Coal is America's most abundant domestic source of energy.
What oil is to Saudi Arabia coal is to the United States. TVA
relies on coal for a significant portion of our generation,
just over 60 percent in 2004. Continued use of coal is an
important part of TVA's strategy to provide affordable,
reliable electric power to 8.5 million people in our service
territory. Keeping coal as an integral part of TVA and the
Nation's energy mix is essential to the economic wellbeing of
both the Tennessee Valley and our Nation.
I am going to briefly summarize our response to question
number 4 regarding the improvement, improving coal for power
generation, by saying that it may be cheaper to invest in coal
transportation rather than extra high-voltage transmission
lines, but what is sometimes overlooked in the coal-by-wire
discussion is that redundant paths are needed for transmission
lines to move major blocks of power from coal-rich areas to
population centers.
However, there are some problems in the coal transportation
area also. The major railroads and barge companies are beyond
their ability to provide timely and cost-effective delivery of
coal to utilities. For coal-fired power generation to increase
in future years, railroads and barge companies must have the
capacity in place to meet increased customer demand.

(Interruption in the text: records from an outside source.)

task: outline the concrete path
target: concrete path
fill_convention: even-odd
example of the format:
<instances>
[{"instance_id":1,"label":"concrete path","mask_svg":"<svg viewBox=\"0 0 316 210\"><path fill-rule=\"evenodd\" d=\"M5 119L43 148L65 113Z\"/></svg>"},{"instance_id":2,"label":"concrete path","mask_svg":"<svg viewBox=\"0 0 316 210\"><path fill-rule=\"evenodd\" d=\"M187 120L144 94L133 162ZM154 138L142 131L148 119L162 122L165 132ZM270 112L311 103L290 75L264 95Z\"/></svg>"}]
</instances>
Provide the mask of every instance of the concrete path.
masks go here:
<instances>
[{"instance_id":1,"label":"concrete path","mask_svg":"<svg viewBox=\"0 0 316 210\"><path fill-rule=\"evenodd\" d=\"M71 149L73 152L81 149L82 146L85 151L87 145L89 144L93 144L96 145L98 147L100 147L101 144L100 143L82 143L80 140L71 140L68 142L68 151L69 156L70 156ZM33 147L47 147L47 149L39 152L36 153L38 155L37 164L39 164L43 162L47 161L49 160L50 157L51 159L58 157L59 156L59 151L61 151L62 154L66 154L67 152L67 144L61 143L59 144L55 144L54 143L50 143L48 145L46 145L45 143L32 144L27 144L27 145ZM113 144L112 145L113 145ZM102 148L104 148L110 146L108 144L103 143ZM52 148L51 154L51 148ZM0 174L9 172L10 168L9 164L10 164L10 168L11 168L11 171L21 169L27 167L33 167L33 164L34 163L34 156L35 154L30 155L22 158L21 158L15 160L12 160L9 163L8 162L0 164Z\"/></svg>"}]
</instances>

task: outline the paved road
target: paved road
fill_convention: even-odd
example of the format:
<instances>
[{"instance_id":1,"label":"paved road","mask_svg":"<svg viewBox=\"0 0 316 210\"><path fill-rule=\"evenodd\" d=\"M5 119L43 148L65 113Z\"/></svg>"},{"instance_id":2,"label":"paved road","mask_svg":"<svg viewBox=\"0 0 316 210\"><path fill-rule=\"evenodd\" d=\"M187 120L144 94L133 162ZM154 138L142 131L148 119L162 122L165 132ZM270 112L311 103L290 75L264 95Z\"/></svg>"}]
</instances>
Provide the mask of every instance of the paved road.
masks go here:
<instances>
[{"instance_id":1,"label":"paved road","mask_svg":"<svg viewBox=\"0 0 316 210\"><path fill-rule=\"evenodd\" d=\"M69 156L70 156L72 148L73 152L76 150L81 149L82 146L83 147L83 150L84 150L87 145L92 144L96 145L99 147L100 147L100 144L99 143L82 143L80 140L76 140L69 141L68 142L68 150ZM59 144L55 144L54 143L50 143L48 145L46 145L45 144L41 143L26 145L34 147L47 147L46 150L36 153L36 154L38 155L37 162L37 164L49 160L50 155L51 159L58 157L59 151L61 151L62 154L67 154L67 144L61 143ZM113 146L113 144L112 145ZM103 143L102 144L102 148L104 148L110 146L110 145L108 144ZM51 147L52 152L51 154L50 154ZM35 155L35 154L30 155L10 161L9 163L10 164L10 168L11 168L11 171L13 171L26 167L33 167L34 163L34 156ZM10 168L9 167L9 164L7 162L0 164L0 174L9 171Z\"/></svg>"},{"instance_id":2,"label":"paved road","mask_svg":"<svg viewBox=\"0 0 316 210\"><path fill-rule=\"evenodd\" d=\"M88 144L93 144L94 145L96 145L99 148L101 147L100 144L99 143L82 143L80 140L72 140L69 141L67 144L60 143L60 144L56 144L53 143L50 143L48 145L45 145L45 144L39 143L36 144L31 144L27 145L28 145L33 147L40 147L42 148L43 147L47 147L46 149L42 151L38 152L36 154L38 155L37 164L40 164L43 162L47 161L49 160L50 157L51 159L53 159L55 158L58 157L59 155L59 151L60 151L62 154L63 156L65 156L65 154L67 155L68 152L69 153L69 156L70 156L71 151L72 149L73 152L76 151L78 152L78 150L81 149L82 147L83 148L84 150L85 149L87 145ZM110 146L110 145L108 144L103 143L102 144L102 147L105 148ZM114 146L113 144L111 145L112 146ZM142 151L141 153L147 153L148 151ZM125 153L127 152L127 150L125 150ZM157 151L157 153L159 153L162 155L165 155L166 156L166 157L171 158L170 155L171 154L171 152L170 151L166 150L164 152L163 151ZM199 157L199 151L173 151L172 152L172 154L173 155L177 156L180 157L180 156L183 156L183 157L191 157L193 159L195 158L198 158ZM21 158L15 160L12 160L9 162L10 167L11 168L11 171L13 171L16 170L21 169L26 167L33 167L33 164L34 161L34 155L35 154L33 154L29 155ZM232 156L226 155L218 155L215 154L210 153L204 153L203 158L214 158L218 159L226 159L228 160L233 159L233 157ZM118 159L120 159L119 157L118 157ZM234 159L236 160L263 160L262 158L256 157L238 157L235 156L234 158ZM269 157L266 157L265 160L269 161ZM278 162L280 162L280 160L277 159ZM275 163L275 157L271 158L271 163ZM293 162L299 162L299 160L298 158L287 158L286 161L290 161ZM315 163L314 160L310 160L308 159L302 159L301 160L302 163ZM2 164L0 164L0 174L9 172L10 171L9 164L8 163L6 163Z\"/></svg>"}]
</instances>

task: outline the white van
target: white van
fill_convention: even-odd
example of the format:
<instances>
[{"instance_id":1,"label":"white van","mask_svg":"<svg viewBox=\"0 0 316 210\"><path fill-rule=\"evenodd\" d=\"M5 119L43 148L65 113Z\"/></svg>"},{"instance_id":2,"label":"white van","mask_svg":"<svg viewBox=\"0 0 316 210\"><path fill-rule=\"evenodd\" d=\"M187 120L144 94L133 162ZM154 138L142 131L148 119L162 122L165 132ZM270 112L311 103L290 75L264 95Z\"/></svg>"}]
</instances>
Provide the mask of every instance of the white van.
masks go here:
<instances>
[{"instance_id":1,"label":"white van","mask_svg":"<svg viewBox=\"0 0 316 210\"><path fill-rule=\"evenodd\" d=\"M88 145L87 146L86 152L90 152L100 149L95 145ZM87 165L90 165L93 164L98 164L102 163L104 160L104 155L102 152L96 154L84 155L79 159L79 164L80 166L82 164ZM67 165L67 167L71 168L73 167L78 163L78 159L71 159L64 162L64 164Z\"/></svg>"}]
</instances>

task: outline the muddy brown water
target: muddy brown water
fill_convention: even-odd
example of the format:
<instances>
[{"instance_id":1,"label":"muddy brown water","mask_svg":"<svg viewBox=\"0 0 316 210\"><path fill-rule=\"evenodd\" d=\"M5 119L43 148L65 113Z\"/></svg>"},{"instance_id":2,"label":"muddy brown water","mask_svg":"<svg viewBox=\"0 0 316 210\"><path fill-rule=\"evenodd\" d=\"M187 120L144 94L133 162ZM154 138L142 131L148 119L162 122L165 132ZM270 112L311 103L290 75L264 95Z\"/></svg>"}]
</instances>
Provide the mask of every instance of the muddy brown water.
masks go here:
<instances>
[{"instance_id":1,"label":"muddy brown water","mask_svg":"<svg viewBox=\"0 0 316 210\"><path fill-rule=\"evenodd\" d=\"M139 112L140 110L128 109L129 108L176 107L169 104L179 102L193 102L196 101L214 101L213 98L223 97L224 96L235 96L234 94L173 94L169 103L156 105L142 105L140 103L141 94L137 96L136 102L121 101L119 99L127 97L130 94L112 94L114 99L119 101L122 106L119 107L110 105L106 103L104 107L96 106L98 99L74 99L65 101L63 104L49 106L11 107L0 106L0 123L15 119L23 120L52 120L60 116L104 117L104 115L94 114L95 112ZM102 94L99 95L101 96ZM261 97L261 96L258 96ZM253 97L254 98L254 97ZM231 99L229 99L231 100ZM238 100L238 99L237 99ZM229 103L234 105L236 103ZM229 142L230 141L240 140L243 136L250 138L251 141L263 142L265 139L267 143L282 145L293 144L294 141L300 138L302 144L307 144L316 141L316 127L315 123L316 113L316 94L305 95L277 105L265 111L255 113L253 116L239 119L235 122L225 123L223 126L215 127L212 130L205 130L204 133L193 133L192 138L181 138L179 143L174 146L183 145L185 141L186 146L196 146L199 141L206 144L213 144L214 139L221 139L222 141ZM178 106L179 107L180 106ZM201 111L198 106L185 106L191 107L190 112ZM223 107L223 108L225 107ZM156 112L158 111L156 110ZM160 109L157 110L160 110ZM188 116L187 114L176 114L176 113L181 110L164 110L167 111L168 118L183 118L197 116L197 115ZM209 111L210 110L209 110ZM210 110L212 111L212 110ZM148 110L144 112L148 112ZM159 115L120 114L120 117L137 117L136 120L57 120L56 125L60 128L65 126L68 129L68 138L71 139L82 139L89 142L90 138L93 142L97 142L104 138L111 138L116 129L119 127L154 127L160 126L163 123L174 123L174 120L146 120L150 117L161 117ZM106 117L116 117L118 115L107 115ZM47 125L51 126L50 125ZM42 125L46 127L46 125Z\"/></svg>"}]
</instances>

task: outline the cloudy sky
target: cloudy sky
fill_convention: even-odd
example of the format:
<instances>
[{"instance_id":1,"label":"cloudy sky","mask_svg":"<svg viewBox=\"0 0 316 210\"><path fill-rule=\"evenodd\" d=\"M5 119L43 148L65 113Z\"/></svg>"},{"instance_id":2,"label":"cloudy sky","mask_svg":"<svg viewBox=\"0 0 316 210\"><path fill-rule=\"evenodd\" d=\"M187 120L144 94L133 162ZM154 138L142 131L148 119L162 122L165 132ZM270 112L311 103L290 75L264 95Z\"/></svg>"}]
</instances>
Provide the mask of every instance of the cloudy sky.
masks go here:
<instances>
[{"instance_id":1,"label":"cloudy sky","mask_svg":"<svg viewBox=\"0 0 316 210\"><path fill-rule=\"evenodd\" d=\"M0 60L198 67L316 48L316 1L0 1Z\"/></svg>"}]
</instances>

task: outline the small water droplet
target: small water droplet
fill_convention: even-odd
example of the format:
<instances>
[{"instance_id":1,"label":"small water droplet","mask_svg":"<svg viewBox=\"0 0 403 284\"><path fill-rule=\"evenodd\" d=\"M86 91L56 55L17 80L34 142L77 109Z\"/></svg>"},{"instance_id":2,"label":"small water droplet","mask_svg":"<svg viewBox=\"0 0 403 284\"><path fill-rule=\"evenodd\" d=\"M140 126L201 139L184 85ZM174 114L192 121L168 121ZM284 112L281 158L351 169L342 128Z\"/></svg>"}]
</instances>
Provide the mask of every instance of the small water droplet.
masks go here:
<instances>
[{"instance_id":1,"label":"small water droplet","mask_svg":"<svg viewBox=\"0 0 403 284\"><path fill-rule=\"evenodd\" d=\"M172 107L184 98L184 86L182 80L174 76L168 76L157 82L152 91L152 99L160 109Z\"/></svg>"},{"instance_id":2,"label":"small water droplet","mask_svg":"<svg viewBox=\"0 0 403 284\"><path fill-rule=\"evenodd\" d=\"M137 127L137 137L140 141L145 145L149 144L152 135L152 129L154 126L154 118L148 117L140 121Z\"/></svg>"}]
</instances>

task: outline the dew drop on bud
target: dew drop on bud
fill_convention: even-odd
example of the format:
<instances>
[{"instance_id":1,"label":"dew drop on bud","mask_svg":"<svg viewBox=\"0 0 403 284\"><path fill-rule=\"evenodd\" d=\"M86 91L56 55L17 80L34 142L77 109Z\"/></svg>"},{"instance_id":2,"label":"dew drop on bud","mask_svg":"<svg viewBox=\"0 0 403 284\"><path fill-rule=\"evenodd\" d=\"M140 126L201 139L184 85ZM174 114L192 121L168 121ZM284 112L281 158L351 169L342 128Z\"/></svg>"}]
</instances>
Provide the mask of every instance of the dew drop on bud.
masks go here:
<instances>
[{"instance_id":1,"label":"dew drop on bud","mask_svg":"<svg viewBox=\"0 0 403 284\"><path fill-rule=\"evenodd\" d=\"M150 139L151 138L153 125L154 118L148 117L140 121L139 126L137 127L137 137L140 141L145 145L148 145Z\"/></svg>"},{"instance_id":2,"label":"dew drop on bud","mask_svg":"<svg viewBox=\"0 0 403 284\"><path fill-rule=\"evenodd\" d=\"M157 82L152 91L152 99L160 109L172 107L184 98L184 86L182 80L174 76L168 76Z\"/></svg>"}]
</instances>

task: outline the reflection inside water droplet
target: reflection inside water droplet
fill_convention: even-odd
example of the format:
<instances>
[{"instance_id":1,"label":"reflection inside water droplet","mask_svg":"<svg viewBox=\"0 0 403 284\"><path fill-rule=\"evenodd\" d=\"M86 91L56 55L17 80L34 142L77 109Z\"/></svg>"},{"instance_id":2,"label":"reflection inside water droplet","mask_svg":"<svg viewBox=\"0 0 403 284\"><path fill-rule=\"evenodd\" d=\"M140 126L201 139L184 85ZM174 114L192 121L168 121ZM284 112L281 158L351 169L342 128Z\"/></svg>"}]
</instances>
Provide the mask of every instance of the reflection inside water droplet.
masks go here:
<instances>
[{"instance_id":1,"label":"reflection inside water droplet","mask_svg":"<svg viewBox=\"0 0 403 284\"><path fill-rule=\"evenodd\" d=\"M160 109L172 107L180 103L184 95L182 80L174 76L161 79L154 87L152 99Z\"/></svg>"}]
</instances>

It would seem to us that a balanced approach of improving
both the coal transportation and the power transmission systems
would make the most sense. Investment in technology and
capacity improvements in power transmission, rail lines, and
barge lock systems will all be required for a comprehensive
approach to maintain and to encourage greater use of coal for
power generation in the future.
Thank you, Mr. Chairman.
Senator Alexander. Thank you, Mr. McCullough.
Thanks to each of you.
The vote has started, but I think we have time for each of
us to ask a question or make a comment, and then we would ask
you just to respond to it in writing if you would not mind. I
think all of you know how to get in touch with the professional
staff or with us if you need to.
My question would be simply, it would help me if you could
provide me with one or two examples of siting difficulties for
transmission capacity so I could--you probably have several to
choose from, but a few examples of that would be a help, and
how the energy bill that we are working on might help prevent
those kinds of problems in the future. That would be my
question.
Senator Bingaman.
Senator Bingaman. Mr. Chairman, in light of the time
constraints we have, let me just thank all the witnesses. I
think it has been useful. I wish we had more time to delve into
some of these issues. But I am sure we will try to read through
all the detailed statements that have been given to us and
digest what is in there. Hopefully, you will see some of that
reflected in the legislation that we proceed with.
Thank you very much.
Senator Alexander. Senator Bunning.
Senator Bunning. I am very interested in transmission and
certain areas of our State are having difficulty getting
transmission from one place to another. Certain transmission
lines are owned by one utility over another. We have to get
some type of cooperative effort so that we can keep rates low
and get transmission to all areas, both rural and urban, in all
parts of this country, and we have to do it as quickly and
without new regulations.
I would like to see them voluntary. A lot of people want a
mandatory regulatory scheme that I am not for.
So if you could make suggestions on transmission and how to
get it from one area of the State and/or one area of the
country, because that is a major, major problem right now, the
double use or the use of other people's transmission lines
without a huge service charge for using them, a reasonable rate
that would not blow the electricity out of the water that goes
through those transmission lines.
Thank you.
Senator Alexander. Thank you, Senator Bunning.
Thanks again to each member of the panel and to the first
panel for your thought and for the extra effort you have made
and for adjusting yourselves, as we have to, to the schedule of
the U.S. Senate. We look forward to your written answers and to
any further comments.
The hearing is adjourned.
[Whereupon, at 4:01 p.m., the symposium was adjourned.]